まぁ多少やる気があろうと無かろうと

先週も同じコトを書きましたが、年間100冊というクラブ員的目標達成の為には、ボチボチ真面目に読み進めておく必要があるワケでー(汗)。
というワケで、本日も書評を書いておこうと思うんですが、本日取り上げるのはコチラ、最近この <タイタス・クロウ・サーガ> の長編第1作目も刊行されたブライアン・ラムレイ氏の作品で、クトゥルフ神話をベースにしたオカルト探偵作品 (not ホラー小説) 短編集、「タイタス・クロウの事件簿」 でっす。タイタス・クロウの事件簿 (創元推理文庫)

聖なる者よ、魔の知識を以って魔を祓え

ラヴクラフトらが生み出したクトゥルフ神話の世界観を保ちつつも、そのラヴクラフト本人が描いたような、ただ旧支配者らによる宇宙的な恐怖に翻弄されるだけではなく、自らも魔術の知識を武器に、それらの恐怖的存在に敢然と立ち向かう人間という、謂わば邪神ハンターとしての立場を取るオカルティスト、タイタス・クロウ。そんな彼が、恐るべき邪神そのものとではなく、邪悪な知識を操る者や、あるいは超自然的な存在と奮闘する様を描いた数々の短編を集めたのが、この一冊である。
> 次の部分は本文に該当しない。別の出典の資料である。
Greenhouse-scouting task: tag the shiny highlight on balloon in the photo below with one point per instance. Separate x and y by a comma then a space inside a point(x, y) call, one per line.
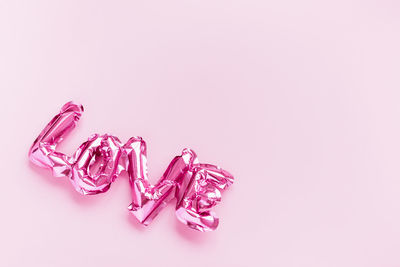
point(99, 161)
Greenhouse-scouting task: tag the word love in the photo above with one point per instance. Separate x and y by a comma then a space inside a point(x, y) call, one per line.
point(98, 162)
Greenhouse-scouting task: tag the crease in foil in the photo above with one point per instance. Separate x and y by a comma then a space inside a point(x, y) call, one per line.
point(98, 162)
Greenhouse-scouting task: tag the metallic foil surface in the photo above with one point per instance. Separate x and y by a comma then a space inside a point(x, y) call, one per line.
point(98, 162)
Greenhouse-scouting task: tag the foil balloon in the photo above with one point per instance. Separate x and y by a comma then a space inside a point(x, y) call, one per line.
point(99, 161)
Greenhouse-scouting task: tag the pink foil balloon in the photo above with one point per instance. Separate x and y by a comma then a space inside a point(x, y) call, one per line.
point(99, 161)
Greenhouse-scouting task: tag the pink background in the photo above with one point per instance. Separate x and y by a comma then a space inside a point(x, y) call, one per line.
point(298, 99)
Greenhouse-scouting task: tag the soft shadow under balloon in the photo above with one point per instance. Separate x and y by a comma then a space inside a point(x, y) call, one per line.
point(63, 184)
point(191, 235)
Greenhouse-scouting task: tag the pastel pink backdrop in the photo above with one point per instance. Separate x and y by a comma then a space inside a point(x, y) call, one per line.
point(298, 99)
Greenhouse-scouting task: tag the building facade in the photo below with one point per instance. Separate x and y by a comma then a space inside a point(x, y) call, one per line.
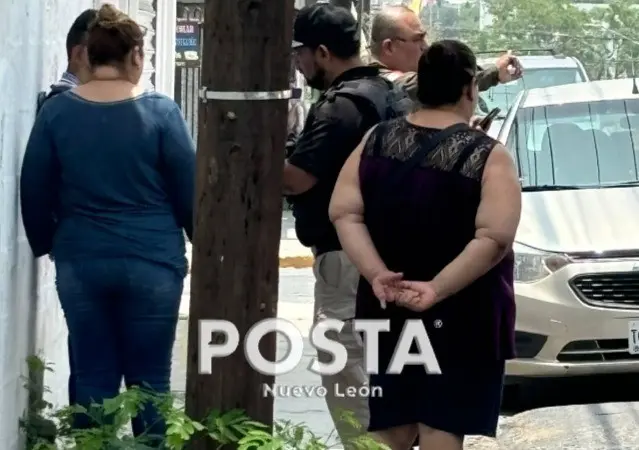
point(32, 56)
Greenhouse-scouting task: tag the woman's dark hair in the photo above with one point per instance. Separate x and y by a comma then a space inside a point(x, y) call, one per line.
point(445, 68)
point(112, 36)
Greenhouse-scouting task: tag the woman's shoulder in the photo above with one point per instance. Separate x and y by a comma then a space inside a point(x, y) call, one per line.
point(161, 101)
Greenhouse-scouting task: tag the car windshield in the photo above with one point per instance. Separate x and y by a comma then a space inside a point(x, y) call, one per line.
point(577, 144)
point(503, 95)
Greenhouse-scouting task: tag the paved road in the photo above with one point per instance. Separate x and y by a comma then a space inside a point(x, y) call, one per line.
point(595, 426)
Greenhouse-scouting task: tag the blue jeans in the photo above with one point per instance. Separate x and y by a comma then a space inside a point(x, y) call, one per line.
point(122, 315)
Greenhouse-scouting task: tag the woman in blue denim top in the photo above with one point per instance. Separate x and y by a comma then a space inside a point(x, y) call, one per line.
point(107, 190)
point(427, 209)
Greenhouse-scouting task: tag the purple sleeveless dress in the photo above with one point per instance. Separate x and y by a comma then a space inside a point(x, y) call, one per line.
point(420, 225)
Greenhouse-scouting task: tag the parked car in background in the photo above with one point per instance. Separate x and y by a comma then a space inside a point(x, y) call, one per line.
point(540, 71)
point(577, 248)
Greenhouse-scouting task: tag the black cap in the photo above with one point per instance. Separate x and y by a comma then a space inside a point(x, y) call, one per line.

……というのが、この本に関する大雑把な説明なワケなんですが。
えー……ちなみにこれは、Amazonのカスタマー・レビューを始めとして、この本に関する書評や感想等でよく言われていることではあるんですが。……ぶっちゃけた話、この作品は、一応世界観的にはクトゥルフ神話をベースにしてはいますが、旧支配者や外なる神といった存在らが (少なくともこの短編集に収められている物語には) ほとんど影響を及ぼしていない・姿を見せたりしていないということを差し引いたとしても、この作品は決して、一般的なクトゥルフものの分類である 「ホラー小説」 では無かったりします。
というのは、まぁ私もそれほど多くのクトゥルフ作品を知っているワケではないのであまり大きなコトは言えないんですが(汗)、よくあるクトゥルフ作品における “人間” というのは、大概の場合、旧支配者らやその従僕達の巨大な力に魅入られたり飲み込まれたりした挙句、ほとんど何も為す術がないままに破滅へと向かうか、あるいは破滅を免れたとしても、その状況に翻弄された結果として偶然助かるだけ、みたいなケースが多いんですが……この作品に出て来るオカルティスト、タイタス・クロウ先生の場合は、そういった存在らと対峙しても、ただ状況に翻弄されるのではなく、むしろその魔術に関する知識を武器に、自ら超自然的な存在へと立ち向かって行ってしまうんですよねー、これが(^^;
後にタイタス氏が様々な魔術関連の知識や書物を得るに至る切っ掛けとなった事件でもある、妖術師カーステアズとの対決を描いた 「妖蛆の王」 と、その魔術で以って罪の無い人々を殺めていたカルト集団の教祖との勝負を描いた 「黒の召喚者」 という、正にタイタス氏の邪悪な魔術に対するスタンスが描かれたこの2本の作品を始め、とにかく 「自らも正しく魔術の知識を用いれば、それらの邪悪な魔術的企みにも対抗できる」 的なスタンスというのが、この本に収められた作品全般の特色でして。
旧支配者や外なる神といった、邪神もしくは超存在とでも言うべき存在達にか弱い人間が翻弄されるという、如何にもなクトゥルフ神話的ホラーを読みたいという人にとっては、ハッキリ言ってお勧めしかねる作品ではありますが、逆に、クトゥルフ的なテイストは好きだがあまりにも人間が弱すぎるのは嫌いだとか、TRPGでのクトゥルフ (「クトゥルフの呼び声」とか) のように、ホラーだけではなく多少はオカルト探偵的なテイストの入った作品が読みたいという方にとっては、手放しでオススメが出来る内容になっていると言えるのではないでしょうか。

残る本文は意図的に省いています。